Les cinq dimensions du matérialisme spatial
Avant d’entrer plus profondément dans
l’analyse sociologique, commençons par un exemple de la vie quotidienne qui permet
d’exprimer la distance qui sépare différents groupes sociaux, comme les
intellectuels urbains et les classes moyennes des banlieues. En revenant d’un
séjour d’étude de six mois en France, le choc culturel ne s’est pas d’abord
exprimé par l’usage singulier de la langue, les mentalités ou les mœurs qui
distinguent si souvent les Québécois des Français. La pleine conscience de la
différence culturelle s’est surtout manifestée par le rapport concret à
l’espace habité ; j’ai été moins frappé par la différence entre le 11e
arrondissement de Paris et mon quartier Rosemont que par le fossé qui sépare
Montréal et la municipalité de Mirabel, où réside ma mère.

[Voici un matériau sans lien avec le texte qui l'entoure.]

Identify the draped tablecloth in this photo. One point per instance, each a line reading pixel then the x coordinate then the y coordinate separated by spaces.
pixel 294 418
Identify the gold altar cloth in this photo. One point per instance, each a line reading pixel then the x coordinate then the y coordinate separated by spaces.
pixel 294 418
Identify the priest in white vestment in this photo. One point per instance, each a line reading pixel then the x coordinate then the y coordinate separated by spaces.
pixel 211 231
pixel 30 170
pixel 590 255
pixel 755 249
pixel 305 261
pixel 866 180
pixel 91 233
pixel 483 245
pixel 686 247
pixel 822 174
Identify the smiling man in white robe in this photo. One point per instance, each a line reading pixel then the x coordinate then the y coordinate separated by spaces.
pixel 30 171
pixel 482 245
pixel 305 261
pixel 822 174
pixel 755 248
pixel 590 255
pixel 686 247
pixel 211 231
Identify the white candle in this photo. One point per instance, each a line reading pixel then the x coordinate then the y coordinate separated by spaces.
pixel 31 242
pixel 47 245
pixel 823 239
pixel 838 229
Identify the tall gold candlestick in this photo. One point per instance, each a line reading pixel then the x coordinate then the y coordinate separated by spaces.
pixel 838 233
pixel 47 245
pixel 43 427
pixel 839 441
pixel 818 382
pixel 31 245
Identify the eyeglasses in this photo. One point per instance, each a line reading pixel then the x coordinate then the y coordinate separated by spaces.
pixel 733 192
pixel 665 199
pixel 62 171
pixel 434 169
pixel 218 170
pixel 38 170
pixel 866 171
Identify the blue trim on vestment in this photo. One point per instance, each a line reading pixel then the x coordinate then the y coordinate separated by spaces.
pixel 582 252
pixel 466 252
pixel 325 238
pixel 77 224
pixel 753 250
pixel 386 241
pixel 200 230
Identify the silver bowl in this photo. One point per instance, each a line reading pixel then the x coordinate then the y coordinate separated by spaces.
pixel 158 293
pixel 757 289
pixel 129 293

L’expérience de la société s’éprouve à
l’intérieur d’un espace complexe de visibilité où nous rencontrons autrui, que
ce soit par le biais de lieux physiques ou de la sphère médiatique. L’espace
public, qu’il soit concret ou abstrait, réel ou virtuel, est ce qui relie notre
existence au monde extérieur, notre vie privée à l’ensemble des rapports
sociaux qui constituent notre identité personnelle et collective. La conscience
sociale, politique et culturelle se manifeste notamment par nos activités
quotidiennes, qui prennent part dans différents lieux significatifs comme la
maison, le travail, le café, le cinéma, et la circulation entre ces espaces
segmentés s’effectue toujours sous un certain mode (marche, vélo, automobile,
autobus) qui donne une tonalité affective à l’environnement naturel et social.

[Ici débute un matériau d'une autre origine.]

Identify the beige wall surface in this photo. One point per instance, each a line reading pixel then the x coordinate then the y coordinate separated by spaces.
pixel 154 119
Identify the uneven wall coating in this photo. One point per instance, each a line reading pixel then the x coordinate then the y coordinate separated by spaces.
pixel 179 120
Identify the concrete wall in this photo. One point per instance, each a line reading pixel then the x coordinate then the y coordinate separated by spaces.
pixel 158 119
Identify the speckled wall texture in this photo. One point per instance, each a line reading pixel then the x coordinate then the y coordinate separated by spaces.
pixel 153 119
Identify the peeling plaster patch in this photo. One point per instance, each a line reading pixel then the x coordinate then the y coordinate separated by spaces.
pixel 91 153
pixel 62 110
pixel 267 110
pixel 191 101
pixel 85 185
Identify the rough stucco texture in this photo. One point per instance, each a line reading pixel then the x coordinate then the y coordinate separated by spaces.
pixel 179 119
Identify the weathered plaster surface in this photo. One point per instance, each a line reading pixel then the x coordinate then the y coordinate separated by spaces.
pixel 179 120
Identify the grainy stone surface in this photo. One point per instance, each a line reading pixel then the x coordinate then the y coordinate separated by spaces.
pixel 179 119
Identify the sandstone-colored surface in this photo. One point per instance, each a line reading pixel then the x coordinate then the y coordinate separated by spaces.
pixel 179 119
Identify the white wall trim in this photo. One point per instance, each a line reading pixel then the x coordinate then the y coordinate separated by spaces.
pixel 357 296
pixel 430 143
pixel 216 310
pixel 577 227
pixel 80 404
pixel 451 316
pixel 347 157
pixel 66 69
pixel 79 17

Le rapport concret à l’espace peut être analysé par cinq principales
dimensions.
La première différence marquante entre Paris
et Montréal renvoie à la densité, la première ville étant environ cinq fois plus
dense
(21 347 hab./km) que la seconde (4 518 hab./km). Le degré de concentration de la population sur un territoire influence
notre perception des distances, nos modes de transports, notre rythme de
déplacement, bref notre mobilité au sein de la société. Cette première
dimension, l’espace formel,
représente le contenant géométrique et abstrait dans lequel s’inscrit tout
phénomène naturel. Par comparaison, la densité du quartier Rosemont (9308
hab./km2) est 100 fois plus élevée que celle de Mirabel (95 hab./km2).

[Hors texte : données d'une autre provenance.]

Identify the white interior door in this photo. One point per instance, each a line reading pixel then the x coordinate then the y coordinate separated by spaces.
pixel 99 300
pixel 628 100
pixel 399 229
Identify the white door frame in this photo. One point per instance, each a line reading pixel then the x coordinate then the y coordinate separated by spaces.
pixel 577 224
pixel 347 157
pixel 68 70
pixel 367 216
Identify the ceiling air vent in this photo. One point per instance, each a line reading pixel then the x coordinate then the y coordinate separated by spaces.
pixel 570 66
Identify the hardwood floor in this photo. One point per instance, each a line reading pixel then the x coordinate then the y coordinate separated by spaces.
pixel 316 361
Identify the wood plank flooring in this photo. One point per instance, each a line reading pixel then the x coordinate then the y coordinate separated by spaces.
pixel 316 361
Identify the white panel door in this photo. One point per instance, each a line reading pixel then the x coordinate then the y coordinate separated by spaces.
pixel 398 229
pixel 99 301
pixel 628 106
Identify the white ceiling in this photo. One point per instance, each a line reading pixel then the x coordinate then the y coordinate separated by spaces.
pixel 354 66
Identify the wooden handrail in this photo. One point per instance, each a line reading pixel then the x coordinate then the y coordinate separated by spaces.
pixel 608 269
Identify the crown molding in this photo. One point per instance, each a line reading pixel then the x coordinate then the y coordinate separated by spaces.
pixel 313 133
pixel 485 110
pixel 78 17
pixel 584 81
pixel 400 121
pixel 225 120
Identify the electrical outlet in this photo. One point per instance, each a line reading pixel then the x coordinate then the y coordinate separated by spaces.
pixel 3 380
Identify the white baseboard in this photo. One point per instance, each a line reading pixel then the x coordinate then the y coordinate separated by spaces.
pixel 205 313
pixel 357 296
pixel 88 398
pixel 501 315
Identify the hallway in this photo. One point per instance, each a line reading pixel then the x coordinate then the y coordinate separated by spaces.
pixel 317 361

La deuxième dimension, l’espace matériel, inclut les écosystèmes, le milieu physique, les
infrastructures comme les routes et les ponts, le cadre bâti, etc. Cet espace
matériel rassemble les conditions d’existence de la vie humaine (terre,
ressources naturelles, eau, énergie, logement). Il structure notre rapport
technique au monde extérieur et représente une interface entre la nature et le
système de production. Il s’agit en quelque sorte d’un système socio-technique
qui regroupe divers éléments objectifs qui permettent de caractériser la
matérialité d’un lieu ou d’une ville : réseaux de transports, architecture,
monuments, espaces publics, parcs, etc.
La troisième dimension, l’espace habité, correspond au monde vécu, aux activités et
déplacements qui structurent la vie quotidienne. Le fait de se déplacer tous
les jours en voiture, en vélo ou en métro, d’être handicapé ou en bonne forme
physique, d’habiter dans une métropole ou une petite municipalité de région,
d’être coincé dans le trafic ou de pouvoir respirer l’air frais d’un parc, de
vivre à proximité du travail ou de faire régulièrement des aller-retour entre
deux villes éloignées, tout cela détermine les rapports complexe entre notre
corps et le monde, notre représentation symbolique de la société dans laquelle
nous nous mouvons. L’espace habité est une sorte d’interface sensible entre la
culture et la nature, le langage et l’environnement. Il a pour synonyme le milieu, l’être familier qui nous entoure
et définit en quelque sorte une extension de notre individualité dans l’espace
social, ou encore un prolongement du monde extérieur dans notre vie intérieure.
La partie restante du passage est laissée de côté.